Background: The rate of cesarean section is increasing worldwide. Adiponectin is a hormone related to anti-inflammatory and anti-atherogenic effects; and it's concentrations may change in response to inflammatory situations including surgical intervention. The aim of the current study was to investigate serum adiponectin levels in maternal and umbilical cord blood according to different modes of delivery and their relationship with anthropometric measurements and fetal sex.
Methods: The study population initially comprised 90 healthy pregnant women referred to the teaching hospital. Eventually, 40 participants in the vaginal delivery group and 35 subjects in the cesarean delivery group were recruited in to the study. Umbilical cord blood and maternal serum samples were analyzed according to the standard protocol from the manufacturer. The collected data were analyzed using SPSS-16 software. P-value < 0.05 was considered as the significance level for all tests.

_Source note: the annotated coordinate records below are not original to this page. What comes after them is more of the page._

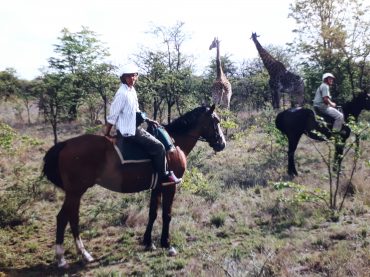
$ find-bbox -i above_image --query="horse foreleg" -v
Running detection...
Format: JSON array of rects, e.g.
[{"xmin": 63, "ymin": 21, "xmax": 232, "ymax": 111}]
[
  {"xmin": 161, "ymin": 185, "xmax": 177, "ymax": 256},
  {"xmin": 68, "ymin": 192, "xmax": 94, "ymax": 262},
  {"xmin": 143, "ymin": 188, "xmax": 161, "ymax": 250},
  {"xmin": 288, "ymin": 134, "xmax": 302, "ymax": 176},
  {"xmin": 55, "ymin": 199, "xmax": 68, "ymax": 268},
  {"xmin": 75, "ymin": 237, "xmax": 94, "ymax": 262},
  {"xmin": 333, "ymin": 138, "xmax": 344, "ymax": 173}
]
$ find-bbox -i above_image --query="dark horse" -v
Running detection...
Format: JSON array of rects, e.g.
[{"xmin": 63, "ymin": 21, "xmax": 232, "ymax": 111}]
[
  {"xmin": 43, "ymin": 105, "xmax": 226, "ymax": 267},
  {"xmin": 275, "ymin": 92, "xmax": 370, "ymax": 175}
]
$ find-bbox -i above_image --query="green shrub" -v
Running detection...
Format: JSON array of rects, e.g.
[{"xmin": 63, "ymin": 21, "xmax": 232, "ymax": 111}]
[{"xmin": 211, "ymin": 212, "xmax": 226, "ymax": 228}]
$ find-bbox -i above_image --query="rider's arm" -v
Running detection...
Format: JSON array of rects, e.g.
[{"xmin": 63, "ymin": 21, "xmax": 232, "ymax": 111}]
[
  {"xmin": 323, "ymin": 96, "xmax": 337, "ymax": 108},
  {"xmin": 104, "ymin": 123, "xmax": 113, "ymax": 137}
]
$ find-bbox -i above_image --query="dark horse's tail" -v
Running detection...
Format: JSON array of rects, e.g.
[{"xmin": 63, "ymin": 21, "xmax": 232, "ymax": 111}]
[
  {"xmin": 42, "ymin": 142, "xmax": 66, "ymax": 189},
  {"xmin": 275, "ymin": 111, "xmax": 286, "ymax": 134}
]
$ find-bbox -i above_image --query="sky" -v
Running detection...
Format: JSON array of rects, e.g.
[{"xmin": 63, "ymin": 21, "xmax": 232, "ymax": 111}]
[{"xmin": 0, "ymin": 0, "xmax": 295, "ymax": 80}]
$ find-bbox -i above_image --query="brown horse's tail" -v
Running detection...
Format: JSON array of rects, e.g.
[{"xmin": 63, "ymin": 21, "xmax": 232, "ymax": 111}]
[{"xmin": 42, "ymin": 142, "xmax": 66, "ymax": 189}]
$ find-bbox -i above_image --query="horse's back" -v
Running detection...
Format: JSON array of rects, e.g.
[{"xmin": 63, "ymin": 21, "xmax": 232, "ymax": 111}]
[
  {"xmin": 275, "ymin": 108, "xmax": 316, "ymax": 134},
  {"xmin": 59, "ymin": 135, "xmax": 113, "ymax": 191}
]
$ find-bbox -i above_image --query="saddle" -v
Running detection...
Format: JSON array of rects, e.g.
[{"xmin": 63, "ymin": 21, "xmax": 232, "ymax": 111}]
[
  {"xmin": 313, "ymin": 107, "xmax": 334, "ymax": 130},
  {"xmin": 114, "ymin": 126, "xmax": 175, "ymax": 164}
]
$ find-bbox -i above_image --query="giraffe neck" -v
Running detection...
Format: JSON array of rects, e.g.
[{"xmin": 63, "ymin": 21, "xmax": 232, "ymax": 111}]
[{"xmin": 216, "ymin": 43, "xmax": 223, "ymax": 79}]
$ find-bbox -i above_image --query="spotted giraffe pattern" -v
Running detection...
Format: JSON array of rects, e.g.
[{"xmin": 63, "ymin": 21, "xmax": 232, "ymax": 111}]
[
  {"xmin": 209, "ymin": 38, "xmax": 232, "ymax": 109},
  {"xmin": 252, "ymin": 33, "xmax": 304, "ymax": 109}
]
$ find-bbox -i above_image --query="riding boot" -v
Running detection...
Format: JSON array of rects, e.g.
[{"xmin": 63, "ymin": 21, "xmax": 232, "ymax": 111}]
[{"xmin": 162, "ymin": 171, "xmax": 182, "ymax": 185}]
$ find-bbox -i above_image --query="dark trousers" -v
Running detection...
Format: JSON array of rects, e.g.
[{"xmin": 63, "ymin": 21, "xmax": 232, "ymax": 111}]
[{"xmin": 117, "ymin": 127, "xmax": 167, "ymax": 178}]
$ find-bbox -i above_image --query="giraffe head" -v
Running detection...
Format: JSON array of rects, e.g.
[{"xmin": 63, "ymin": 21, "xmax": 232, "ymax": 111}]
[{"xmin": 209, "ymin": 37, "xmax": 220, "ymax": 50}]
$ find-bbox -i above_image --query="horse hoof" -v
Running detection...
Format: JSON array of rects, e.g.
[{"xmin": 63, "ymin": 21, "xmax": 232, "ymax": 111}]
[
  {"xmin": 145, "ymin": 243, "xmax": 157, "ymax": 251},
  {"xmin": 168, "ymin": 246, "xmax": 177, "ymax": 257},
  {"xmin": 82, "ymin": 250, "xmax": 94, "ymax": 263},
  {"xmin": 58, "ymin": 258, "xmax": 69, "ymax": 269}
]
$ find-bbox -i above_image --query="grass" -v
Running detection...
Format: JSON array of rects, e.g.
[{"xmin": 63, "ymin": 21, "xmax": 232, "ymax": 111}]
[{"xmin": 0, "ymin": 104, "xmax": 370, "ymax": 276}]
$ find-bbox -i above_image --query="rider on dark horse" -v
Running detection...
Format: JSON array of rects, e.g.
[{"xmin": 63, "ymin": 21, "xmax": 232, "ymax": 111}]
[
  {"xmin": 104, "ymin": 64, "xmax": 181, "ymax": 185},
  {"xmin": 313, "ymin": 73, "xmax": 344, "ymax": 134}
]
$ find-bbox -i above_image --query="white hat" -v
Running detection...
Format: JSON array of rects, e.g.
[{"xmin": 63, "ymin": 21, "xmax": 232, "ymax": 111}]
[
  {"xmin": 118, "ymin": 64, "xmax": 139, "ymax": 77},
  {"xmin": 322, "ymin": 73, "xmax": 335, "ymax": 81}
]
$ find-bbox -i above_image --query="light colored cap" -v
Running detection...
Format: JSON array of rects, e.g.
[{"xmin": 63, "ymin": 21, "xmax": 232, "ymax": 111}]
[
  {"xmin": 118, "ymin": 64, "xmax": 139, "ymax": 77},
  {"xmin": 322, "ymin": 73, "xmax": 335, "ymax": 81}
]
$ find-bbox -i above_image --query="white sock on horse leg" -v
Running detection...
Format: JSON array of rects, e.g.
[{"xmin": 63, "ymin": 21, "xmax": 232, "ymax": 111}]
[{"xmin": 75, "ymin": 237, "xmax": 94, "ymax": 262}]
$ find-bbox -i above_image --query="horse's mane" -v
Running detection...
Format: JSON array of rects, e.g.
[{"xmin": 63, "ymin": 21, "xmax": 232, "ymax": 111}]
[{"xmin": 164, "ymin": 106, "xmax": 209, "ymax": 134}]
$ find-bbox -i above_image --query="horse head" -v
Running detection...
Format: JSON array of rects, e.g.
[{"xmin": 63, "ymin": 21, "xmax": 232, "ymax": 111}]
[
  {"xmin": 362, "ymin": 91, "xmax": 370, "ymax": 108},
  {"xmin": 198, "ymin": 104, "xmax": 226, "ymax": 152}
]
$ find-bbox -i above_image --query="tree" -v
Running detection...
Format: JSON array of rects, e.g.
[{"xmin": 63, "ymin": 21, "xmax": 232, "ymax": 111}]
[
  {"xmin": 49, "ymin": 26, "xmax": 109, "ymax": 120},
  {"xmin": 147, "ymin": 22, "xmax": 192, "ymax": 122},
  {"xmin": 85, "ymin": 63, "xmax": 119, "ymax": 123},
  {"xmin": 0, "ymin": 68, "xmax": 20, "ymax": 99},
  {"xmin": 17, "ymin": 80, "xmax": 38, "ymax": 124},
  {"xmin": 36, "ymin": 73, "xmax": 72, "ymax": 144},
  {"xmin": 289, "ymin": 0, "xmax": 370, "ymax": 100}
]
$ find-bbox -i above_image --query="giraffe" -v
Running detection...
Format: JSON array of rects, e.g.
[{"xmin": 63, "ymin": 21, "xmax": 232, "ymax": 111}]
[
  {"xmin": 251, "ymin": 33, "xmax": 304, "ymax": 109},
  {"xmin": 209, "ymin": 38, "xmax": 232, "ymax": 109}
]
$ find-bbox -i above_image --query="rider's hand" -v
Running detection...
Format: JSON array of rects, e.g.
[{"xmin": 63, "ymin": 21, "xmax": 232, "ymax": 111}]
[
  {"xmin": 146, "ymin": 118, "xmax": 159, "ymax": 127},
  {"xmin": 104, "ymin": 134, "xmax": 114, "ymax": 143}
]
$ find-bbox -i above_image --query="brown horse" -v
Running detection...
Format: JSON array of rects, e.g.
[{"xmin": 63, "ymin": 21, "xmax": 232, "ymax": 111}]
[{"xmin": 43, "ymin": 105, "xmax": 226, "ymax": 267}]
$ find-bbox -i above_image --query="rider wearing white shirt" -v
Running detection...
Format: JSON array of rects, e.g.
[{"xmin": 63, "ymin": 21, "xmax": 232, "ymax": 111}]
[
  {"xmin": 313, "ymin": 73, "xmax": 344, "ymax": 132},
  {"xmin": 104, "ymin": 65, "xmax": 181, "ymax": 184}
]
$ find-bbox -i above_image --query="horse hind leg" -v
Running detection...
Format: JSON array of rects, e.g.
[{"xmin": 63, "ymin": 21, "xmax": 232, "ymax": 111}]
[
  {"xmin": 143, "ymin": 187, "xmax": 161, "ymax": 250},
  {"xmin": 55, "ymin": 195, "xmax": 68, "ymax": 268},
  {"xmin": 161, "ymin": 185, "xmax": 177, "ymax": 256},
  {"xmin": 288, "ymin": 134, "xmax": 302, "ymax": 176},
  {"xmin": 55, "ymin": 191, "xmax": 93, "ymax": 268}
]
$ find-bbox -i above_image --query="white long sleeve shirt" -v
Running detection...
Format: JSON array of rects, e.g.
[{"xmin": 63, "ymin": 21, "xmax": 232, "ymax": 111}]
[{"xmin": 107, "ymin": 84, "xmax": 139, "ymax": 136}]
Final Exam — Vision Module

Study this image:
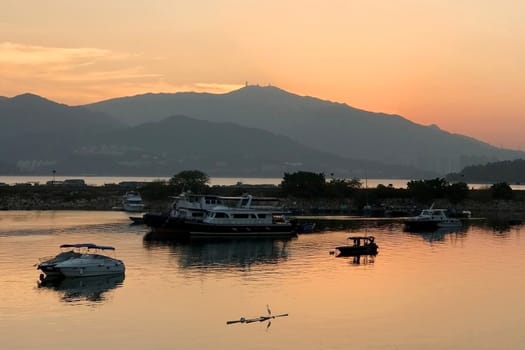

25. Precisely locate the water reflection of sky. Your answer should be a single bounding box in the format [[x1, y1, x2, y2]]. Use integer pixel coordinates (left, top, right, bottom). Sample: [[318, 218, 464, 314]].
[[0, 212, 525, 350]]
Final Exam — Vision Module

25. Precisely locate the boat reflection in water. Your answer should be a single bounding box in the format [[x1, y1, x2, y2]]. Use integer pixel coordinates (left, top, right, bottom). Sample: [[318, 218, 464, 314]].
[[404, 226, 467, 242], [38, 274, 125, 303], [144, 233, 293, 268]]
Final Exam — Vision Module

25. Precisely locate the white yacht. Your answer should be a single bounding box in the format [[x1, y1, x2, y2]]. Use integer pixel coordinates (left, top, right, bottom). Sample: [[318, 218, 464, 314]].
[[404, 206, 463, 230], [37, 243, 125, 277], [144, 194, 296, 237], [122, 191, 144, 212]]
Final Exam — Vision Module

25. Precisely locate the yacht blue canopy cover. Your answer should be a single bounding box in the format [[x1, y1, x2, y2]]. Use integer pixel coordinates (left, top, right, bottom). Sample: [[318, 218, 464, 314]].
[[60, 243, 115, 250]]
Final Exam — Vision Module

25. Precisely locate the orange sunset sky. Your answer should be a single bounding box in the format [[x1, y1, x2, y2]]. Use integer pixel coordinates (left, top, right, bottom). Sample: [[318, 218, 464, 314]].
[[0, 0, 525, 151]]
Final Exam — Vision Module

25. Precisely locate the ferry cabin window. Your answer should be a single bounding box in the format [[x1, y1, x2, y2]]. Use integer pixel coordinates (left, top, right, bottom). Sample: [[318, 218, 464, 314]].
[[205, 198, 219, 204], [233, 214, 249, 219]]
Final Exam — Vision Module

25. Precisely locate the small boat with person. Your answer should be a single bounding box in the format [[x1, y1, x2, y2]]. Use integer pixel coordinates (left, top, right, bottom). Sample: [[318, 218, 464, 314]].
[[37, 243, 125, 278], [335, 236, 378, 256], [122, 191, 144, 213]]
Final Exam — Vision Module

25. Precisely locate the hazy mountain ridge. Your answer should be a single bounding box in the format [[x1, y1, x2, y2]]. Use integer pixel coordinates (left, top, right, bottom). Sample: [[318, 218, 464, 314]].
[[86, 86, 525, 174], [447, 159, 525, 184], [0, 94, 123, 167], [0, 94, 430, 177]]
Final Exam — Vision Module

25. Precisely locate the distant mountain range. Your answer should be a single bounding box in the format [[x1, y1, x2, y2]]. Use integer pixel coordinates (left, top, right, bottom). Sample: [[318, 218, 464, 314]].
[[0, 86, 525, 178], [85, 86, 525, 174]]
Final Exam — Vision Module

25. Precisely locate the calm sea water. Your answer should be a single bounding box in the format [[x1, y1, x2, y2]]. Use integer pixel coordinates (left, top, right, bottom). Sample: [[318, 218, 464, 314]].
[[0, 211, 525, 350]]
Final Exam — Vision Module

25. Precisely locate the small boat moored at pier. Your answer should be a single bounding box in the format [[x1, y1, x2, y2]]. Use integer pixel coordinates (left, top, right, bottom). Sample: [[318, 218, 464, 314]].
[[335, 236, 378, 256], [37, 243, 125, 277]]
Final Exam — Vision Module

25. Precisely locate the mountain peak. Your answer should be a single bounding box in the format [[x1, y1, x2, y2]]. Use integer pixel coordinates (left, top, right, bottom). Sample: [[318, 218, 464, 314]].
[[10, 92, 65, 106]]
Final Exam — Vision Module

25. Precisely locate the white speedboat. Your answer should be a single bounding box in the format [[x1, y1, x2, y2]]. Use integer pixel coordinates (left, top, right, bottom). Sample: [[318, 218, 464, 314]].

Results: Our results indicated a significant association between maternal adiponectin and the mode of delivery, with adiponectin levels significantly higher in vaginal delivery compared to cesarean section (P < 0.001). However, no difference was found in umbilical cord blood adiponectin between the two groups (P = 0.51). A significant positive correlation was found between maternal serum adiponectin in the first day after birth and umbilical cord blood adiponectin in the vaginal delivery group (P = 0.007). Nevertheless, this correlation was not statistically significant in the cesarean delivery group (P = 0.62). There was also no significant correlation between fetal sex and anthropometric measurements with maternal adiponectin (P = 0.44) and umbilical cord blood adiponectin (P = 0.86).
Conclusions: The result of the current study revealed that maternal adiponectin concentration was significantly higher in vaginal delivery compared to cesarean section, which might be due to the increased levels of maternal adiponectin release during labor.